Section 7. Forms of the proposed Indenture, Deposit
Agreement and Program Agreement shall be placed on file in the
office of the City Clerk.
Section 8. Bonds in an aggregate principal amount not
to exceed $3,500,000 shall be executed by the manual or facsimile
signature of the Mayor and the seal of the City or a facsimile
thereof shall be affixed or imprinted thereon and attested by the
manual or fascimile signature of the City Clerk.
Section 9. The Bonds, when so executed, shall be
delivered to the Trustee for authentication. The Trustee is
hereby requested and directed to authenticate the Bonds by exe-
cuting the Trustee's certificate of authentication appearing
thereon, and to deliver the Bonds, when duly executed and authen-
ticated, to the Underwriter in accordance with written instructions
executed on behalf of the City by the Mayor or City Manager, which
instructions said officer is hereby authorized and directed, for
and in the name and on behalf of the City, to execute and deliver
to the Trustee.
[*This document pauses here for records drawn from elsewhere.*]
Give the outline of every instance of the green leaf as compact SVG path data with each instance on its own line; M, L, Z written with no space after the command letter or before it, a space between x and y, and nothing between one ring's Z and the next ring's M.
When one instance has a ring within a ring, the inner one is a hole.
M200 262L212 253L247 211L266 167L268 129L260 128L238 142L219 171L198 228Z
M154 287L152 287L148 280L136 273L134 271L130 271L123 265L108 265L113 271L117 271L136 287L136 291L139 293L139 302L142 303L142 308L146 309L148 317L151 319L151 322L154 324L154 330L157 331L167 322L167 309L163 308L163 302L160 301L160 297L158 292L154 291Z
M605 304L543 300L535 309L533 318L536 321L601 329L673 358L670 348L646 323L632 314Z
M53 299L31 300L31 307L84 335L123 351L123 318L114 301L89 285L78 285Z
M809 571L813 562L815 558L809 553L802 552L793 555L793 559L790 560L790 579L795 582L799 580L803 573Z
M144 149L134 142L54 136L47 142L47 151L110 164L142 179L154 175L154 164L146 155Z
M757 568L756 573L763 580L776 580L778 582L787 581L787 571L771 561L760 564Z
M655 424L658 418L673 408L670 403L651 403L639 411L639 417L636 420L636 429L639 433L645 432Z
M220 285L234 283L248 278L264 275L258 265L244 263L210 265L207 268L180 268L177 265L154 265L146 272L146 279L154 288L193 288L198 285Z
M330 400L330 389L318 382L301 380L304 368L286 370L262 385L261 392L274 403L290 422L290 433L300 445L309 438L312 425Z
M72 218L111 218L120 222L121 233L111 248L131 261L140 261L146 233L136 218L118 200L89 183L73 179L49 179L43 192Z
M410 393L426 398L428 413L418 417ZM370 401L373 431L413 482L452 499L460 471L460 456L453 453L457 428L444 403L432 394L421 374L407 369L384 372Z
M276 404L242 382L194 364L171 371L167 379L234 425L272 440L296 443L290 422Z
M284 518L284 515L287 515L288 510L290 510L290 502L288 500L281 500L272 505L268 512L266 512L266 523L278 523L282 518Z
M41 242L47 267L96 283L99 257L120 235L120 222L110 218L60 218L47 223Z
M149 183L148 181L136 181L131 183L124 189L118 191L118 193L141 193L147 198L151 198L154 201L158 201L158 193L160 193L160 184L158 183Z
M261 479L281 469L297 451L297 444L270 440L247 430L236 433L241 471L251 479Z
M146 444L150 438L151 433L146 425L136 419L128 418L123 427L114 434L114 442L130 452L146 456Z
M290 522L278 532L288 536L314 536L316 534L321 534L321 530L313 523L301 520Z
Such instructions shall provide for the delivery
of the Bonds to the Underwriter upon payment of the purchase price
thereof, which shall be not less than 96% of the principal amount
of the Bonds, plus interest accrued from the date thereof to the
date of such purchase.
Section 10. The City Clerk is hereby authorized and
directed to attest the signature of the Mayor and the City Manager
and to affix and attest the seal of the City as may be requested
in connection with the execution and delivery of the Bonds and the
Indenture, Deposit Agreement, Program Agreement, Official Statement
and Purchase Contract in accordance with this resolution.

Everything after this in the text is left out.